Consider the field of optometry, as an excellent example of the capability our modern medical establishment has to cripple people. Ask a doctor what the cure is for bad eyesight, and he will tell you the only treatment is corrective lenses or surgery. Don't ask him about the hundreds, maybe thousands, who have corrected their eyesight from dismal condition to being able to read street signs again, some even having gone past 20/20. There have been only a few doctors to champion the recovery routines that accomplish this, though the ones who have have provided enough literature that people are able to
do it for themselves. I have talked to them, and I have even experienced temporary improvement for myself. Perhaps the only reason I am not free of my own lenses is that I lack the will to commit to the routines, and it's not exactly convenient in my current living arrangements. But it cannot be denied that it has worked.

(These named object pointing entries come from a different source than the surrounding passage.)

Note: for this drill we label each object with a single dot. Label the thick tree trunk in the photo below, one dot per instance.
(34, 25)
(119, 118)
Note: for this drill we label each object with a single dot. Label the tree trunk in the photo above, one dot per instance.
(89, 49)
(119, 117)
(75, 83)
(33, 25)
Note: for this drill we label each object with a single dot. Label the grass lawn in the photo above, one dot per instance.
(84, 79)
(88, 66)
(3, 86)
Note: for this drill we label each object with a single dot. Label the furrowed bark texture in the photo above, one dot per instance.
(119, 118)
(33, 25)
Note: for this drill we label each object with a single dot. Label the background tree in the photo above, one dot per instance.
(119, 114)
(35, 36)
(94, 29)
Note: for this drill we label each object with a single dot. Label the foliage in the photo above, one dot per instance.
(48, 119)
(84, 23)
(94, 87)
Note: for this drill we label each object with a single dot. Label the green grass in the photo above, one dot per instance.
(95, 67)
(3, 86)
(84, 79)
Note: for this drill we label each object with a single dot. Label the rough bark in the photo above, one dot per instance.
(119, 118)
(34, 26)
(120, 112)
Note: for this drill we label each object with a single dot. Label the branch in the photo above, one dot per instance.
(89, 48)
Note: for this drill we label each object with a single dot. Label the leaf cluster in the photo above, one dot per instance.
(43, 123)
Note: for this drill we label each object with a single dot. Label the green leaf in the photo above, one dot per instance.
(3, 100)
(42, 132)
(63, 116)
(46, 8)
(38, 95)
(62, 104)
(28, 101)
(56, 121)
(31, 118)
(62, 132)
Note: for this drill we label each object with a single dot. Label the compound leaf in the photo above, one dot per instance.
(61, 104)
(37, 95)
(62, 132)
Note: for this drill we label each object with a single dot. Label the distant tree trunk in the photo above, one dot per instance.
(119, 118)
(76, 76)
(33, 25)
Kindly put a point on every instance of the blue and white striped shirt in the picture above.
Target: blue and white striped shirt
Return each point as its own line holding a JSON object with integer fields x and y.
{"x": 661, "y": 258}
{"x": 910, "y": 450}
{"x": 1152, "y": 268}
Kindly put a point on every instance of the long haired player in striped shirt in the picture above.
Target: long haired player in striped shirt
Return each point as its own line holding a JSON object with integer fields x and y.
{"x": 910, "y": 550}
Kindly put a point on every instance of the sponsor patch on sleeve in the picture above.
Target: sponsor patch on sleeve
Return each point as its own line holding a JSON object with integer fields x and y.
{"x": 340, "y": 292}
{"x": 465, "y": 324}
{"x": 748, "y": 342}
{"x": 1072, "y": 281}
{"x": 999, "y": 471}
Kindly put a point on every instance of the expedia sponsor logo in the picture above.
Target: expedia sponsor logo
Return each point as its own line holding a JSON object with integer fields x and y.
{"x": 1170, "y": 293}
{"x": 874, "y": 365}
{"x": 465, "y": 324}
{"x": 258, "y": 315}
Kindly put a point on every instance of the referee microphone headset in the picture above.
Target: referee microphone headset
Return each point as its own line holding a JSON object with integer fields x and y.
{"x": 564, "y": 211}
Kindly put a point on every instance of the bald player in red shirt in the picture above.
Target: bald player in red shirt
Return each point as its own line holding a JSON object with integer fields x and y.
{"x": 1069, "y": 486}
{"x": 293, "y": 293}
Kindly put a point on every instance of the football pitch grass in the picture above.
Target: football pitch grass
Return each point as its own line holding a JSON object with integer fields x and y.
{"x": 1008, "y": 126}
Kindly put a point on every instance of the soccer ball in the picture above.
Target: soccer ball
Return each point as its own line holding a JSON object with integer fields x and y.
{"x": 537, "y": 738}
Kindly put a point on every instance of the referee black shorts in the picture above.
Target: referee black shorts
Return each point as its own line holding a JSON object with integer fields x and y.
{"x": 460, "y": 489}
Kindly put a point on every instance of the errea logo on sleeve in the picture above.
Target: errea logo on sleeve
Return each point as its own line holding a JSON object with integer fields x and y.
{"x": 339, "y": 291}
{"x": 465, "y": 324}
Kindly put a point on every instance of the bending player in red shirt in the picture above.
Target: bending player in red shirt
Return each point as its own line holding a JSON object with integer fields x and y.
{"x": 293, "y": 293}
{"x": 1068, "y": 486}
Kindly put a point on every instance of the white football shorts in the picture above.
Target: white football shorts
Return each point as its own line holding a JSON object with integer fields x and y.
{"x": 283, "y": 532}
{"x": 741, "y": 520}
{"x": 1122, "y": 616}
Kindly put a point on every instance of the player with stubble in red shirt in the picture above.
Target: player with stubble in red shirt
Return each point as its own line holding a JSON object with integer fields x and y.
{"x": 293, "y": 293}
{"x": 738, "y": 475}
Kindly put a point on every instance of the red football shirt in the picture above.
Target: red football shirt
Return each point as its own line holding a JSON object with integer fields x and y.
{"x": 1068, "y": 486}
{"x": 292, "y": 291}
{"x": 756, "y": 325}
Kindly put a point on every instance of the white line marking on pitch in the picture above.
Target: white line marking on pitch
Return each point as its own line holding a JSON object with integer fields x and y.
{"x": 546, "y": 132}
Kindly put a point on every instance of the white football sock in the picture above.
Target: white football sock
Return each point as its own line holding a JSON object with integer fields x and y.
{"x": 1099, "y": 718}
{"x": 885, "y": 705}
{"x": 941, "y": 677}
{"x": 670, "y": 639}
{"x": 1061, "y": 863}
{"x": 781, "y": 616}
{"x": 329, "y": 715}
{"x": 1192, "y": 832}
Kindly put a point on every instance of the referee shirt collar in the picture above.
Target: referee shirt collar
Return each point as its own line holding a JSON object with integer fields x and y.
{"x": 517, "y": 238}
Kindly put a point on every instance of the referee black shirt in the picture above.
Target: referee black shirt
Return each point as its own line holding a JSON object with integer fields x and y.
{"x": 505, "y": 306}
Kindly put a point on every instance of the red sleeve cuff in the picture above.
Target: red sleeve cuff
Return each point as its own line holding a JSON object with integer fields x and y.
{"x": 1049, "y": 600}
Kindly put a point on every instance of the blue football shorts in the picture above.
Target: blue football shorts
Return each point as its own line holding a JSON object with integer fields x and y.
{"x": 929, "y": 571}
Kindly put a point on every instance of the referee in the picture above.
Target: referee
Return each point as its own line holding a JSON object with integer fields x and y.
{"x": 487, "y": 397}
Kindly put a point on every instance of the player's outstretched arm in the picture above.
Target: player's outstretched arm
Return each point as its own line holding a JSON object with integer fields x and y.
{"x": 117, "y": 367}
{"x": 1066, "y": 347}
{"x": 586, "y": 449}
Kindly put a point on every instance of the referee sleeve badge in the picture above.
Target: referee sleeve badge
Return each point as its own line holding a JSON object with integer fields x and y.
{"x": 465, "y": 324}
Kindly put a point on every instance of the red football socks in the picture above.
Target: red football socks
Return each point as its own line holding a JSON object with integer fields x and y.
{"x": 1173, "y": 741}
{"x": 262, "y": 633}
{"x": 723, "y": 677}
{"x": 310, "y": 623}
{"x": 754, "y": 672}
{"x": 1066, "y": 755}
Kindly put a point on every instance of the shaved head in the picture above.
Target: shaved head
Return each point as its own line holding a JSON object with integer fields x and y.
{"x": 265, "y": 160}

Do I think some cases of autism are perhaps congenital and/or genetic? Yes. The process of our formation as lifeforms is incredibly complex and there are mistakes every now and then in the programming. But there has to be a reason for the increase in diagnosis, and I don't think it is fair to yourself to rule out that perhaps there is a cure outside of the medical establishment.
After all, how many kids were prescribed ritalin for ADD that they didn't have during my generation? Millions. It was, quite literally, just a racket to sell prescriptions. Not a mirror-image of your situation, but a similar concept.